Titular da 28ᵊ Vara da Infância e Adolescência de Maceió, Fátima Pirauá, disse que a situação dos menores na capital é crítica. “Diariamente, tenho bloqueado verba pública no estado e município para que o crianças e adolescentes tenham os serviços básicos de saúde, por exemplo, atendidos porque o Poder Público não tem feito a sua parte. Quando bloqueio os valores, não faço com alegria. Quanto aos menores que não têm acesso à educação e acabam entrando no mundo da criminalidade, o contato deles com o poder público, é o que mostra os casos que atendo, só se dá quando ele é apreendido por ter cometido uma infração”, destacou.

O presidente da Câmara Municipal, Kelmann Vieira (PSDB), demonstrou a disposição da Casa para buscar uma solução para o problema.

“Nos comprometemos com os promotores e a juíza para intermediar uma reunião com prefeito Rui Palmeira (PSDB) com o objetivo de discutirmos o assunto. Este Poder Legislativo não vai deixar de fazer o que estiver ao seu alcance para contribuir”, disse.
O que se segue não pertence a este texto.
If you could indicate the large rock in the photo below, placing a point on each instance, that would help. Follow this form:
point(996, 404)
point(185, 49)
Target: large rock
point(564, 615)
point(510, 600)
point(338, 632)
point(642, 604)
Já a vice-presidente da Câmara, Silvania Barbosa (PRB), sugeriu que parte dos recursos arrecadados com os radares eletrônicos seja destinada à educação. “Maceió está repleta de pardais (radares eletrônicos) que, por meio das multas, têm sido boa fonte de arrecadação para a prefeitura. Se estamos falando em ajudar segmentos como a Educação da cidade, vou estuar com minha equipe na elaboração de uma emenda para parte dos recursos do setor de trânsito possa ser destinada àquela pasta”, propos.
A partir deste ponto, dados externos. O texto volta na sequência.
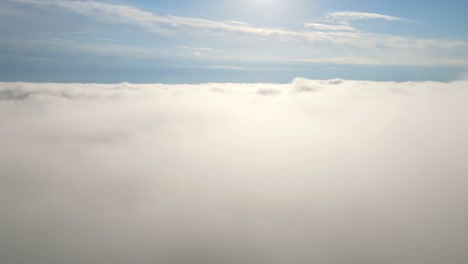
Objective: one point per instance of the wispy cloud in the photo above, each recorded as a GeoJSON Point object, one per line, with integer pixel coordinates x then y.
{"type": "Point", "coordinates": [337, 35]}
{"type": "Point", "coordinates": [349, 16]}
{"type": "Point", "coordinates": [330, 27]}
Ainda discutindo possíveis saídas para o impasse, os vereadores Silvânio Barbosa (PMDB) e Tereza Nelma (PSDB) fizeram coro no sentido de que a Casa poderia fazer emenda conjunta impositiva que, aprovada, liberaria mais de R$ 8 milhões para Educação.

“Cada um de nós vereadores pode abrir mão de suas emendas individuais e, em conjunto, elaborar emenda impositiva, que o Executivo não pode vetar. Fazendo os cálculos, creio que passaríamos R$ 8 milhões em recursos para a pasta”, argumentou Silvânio Barbosa.

NOTÍCIA FALSA – O vereador Silvânio Barbosa (PMDB) utilizou a tribuna da Câmara, antes do encontro com membros da Justiça nesta quarta, para denunciar que foi vítima de informações falsas veiculadas em redes sociais, dando conta de projeto de lei de sua autoria, propondo a mudança de todo feriado que caísse em sábado ou domingo para a sexta-feira anterior ou segunda-feira subsequente.

“Meu PL que tramita na Casa pede feriado exclusivamente, nestes termos, para o Dia dos Professores, 15 de novembro, e não todo e qualquer feriado que caia em fins de semana. É uma leviandade o que falaram. Isso é coisa de quem não tem o que fazer”, afirmou o parlamentar.